Reggae artiste’s kids, Danny Glover, NBA star Etan Thomas, Stephen Marley write to judge urging compassion
'PLEASE, spare our dad.' This is the emotional plea from four of the 15 children of Grammy Award-winning artiste Buju Banton to Judge Jim Moody ahead of the reggae artiste's sentencing on gun and drug-related charges on June 23 in the Sam M Gibbons Federal Court in Tampa Florida.
The siblings' letters for mercy form part of a document filed last week by Banton's legal team seeking a reduced sentence for the Jamaican artiste, who is facing 15 years to life behind bars. The letters are also among others penned by the likes of renowned actor Danny Glover, NBA player Etan Thomas, Vibe Magazine editor-at-large Rob Kenner and reggae artiste Stephen Marley.
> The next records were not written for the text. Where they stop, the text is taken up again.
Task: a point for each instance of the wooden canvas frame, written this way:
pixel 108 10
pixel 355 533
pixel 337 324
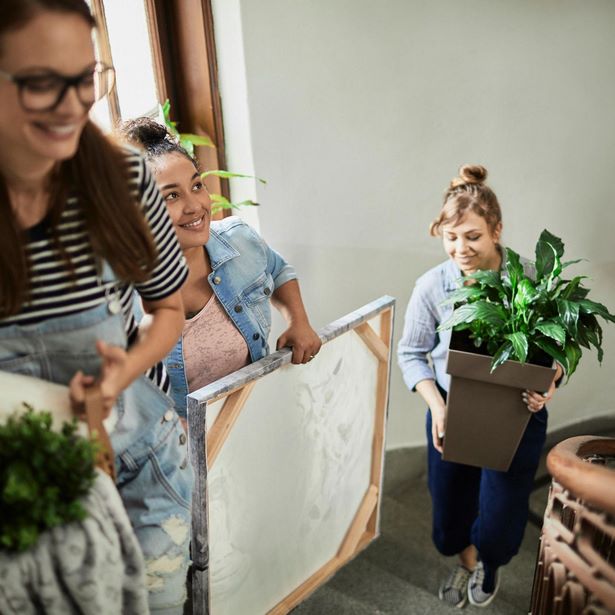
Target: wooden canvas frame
pixel 234 390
Reggae artiste Buju Banton and members of his legal team heading to court in Tampa, Florida for his retrial in February this year. (Photo: Paul Henry)
In their letters, the children pour out their hearts, as they explain what their father, whose real name is Mark Myrie, means to them.
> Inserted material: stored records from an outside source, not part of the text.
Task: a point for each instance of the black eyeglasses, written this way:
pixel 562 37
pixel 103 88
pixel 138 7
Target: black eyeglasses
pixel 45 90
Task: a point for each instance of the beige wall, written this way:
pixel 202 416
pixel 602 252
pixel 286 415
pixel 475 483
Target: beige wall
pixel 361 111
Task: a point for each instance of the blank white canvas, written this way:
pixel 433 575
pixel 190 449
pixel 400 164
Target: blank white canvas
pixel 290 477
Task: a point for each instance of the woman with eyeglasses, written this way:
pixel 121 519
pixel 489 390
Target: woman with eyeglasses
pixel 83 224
"My father is a great person. He always make us smile when he is around...," said Jahazeil, 14. "I love my father so much. He always care about us and encourages us to do the best we can and I miss him because there is no father like him."
Banton's daughter Jodian, who at 21 is the artiste's eldest child, noted in her letter: "My father is a very hardworking man who puts a lot of time — basically his entire life — into his music and family."
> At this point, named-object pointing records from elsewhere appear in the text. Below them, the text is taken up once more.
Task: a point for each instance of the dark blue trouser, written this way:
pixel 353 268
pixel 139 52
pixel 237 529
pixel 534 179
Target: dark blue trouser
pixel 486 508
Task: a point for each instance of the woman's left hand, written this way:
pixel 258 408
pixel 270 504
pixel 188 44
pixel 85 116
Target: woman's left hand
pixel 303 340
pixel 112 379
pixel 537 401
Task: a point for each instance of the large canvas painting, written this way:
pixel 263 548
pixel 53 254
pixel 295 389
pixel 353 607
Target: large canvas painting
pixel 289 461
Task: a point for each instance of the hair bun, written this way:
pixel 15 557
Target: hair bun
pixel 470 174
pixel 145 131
Seven-year-old Jahleel, in his letter, said: "My father was always there for me and I will be there for him. He was the only person that understands the way I feel... My father is the world to me, and I am to him."
Eighteen-year-old Shadai described her father as "the backbone of my family".
She added: "Without him many things would not be possible. He is there for myself, my sisters and brothers, both financially and emotionally. He motivates each of us when we feel like the weight of the world is on our shoulders. How then could we picture a comfortable life without our main source of comfort?"
Banton was convicted in February on charges of conspiracy to distribute five or more kilogrammes of cocaine, possession of a firearm in the furtherance of a drug-trafficking crime and using the wires to facilitate a drug-trafficking offence. The conviction follows a first trial in September of last year which ended without the jurors being able to reach a verdict. He was arrested in December 2009, resulting from a covert operation.
Last Thursday, Banton's legal team filed the document asking for a sentence below the mandatory minimum of 15 years behind bars, which the lawyers are contending would be cruel and unusual punishment.
In his letter to the court, Glover describes himself as a friend of Banton's, and noted that the artiste is "considered one of the most influential reggae musicians" and that his "Grammy-Award winning music" addresses every aspect of life and "feeds the heart, mind, body and soul, bringing a message of hope". "Not only is Mr Myrie a great musician with a great deal of work ahead of him," Glover added, "he is also a role model, philanthropist, and spiritual leader of the community."
Noted Kenner of Vibe Magazine: "He is religious and has travelled to the Holy Land to attend prayers in Golgotha Ethiopian Monastery, Jerusalem. Mark Myrie is one of the leading voices of his generation. His music sheds light on such issues as the unrelenting violence and abject poverty pervasive in the Third World."
Meanwhile, Marley, the son of reggae icon Bob Marley, said that Banton was like a brother to him and asked the judge to be "compassionate to Mark".
Thomas, who plays for the NBA team Atlanta Hawks, described Banton as "an extremely positive inspiration" in his life and "countless people around the world, especially black men".
Said Thomas: "...His music helped keep me out of trouble and encouraged me to perform to the best of my ability, no matter the challenge. ...It is for this reason I hope to have Mr Myrie included as one of the fathers... in my book on fatherhood: a guide to being a good father. Mr Myrie willingly accepted to participate without any request for financial gain. He is truly a humble man who makes himself accessible to all who reach out to him."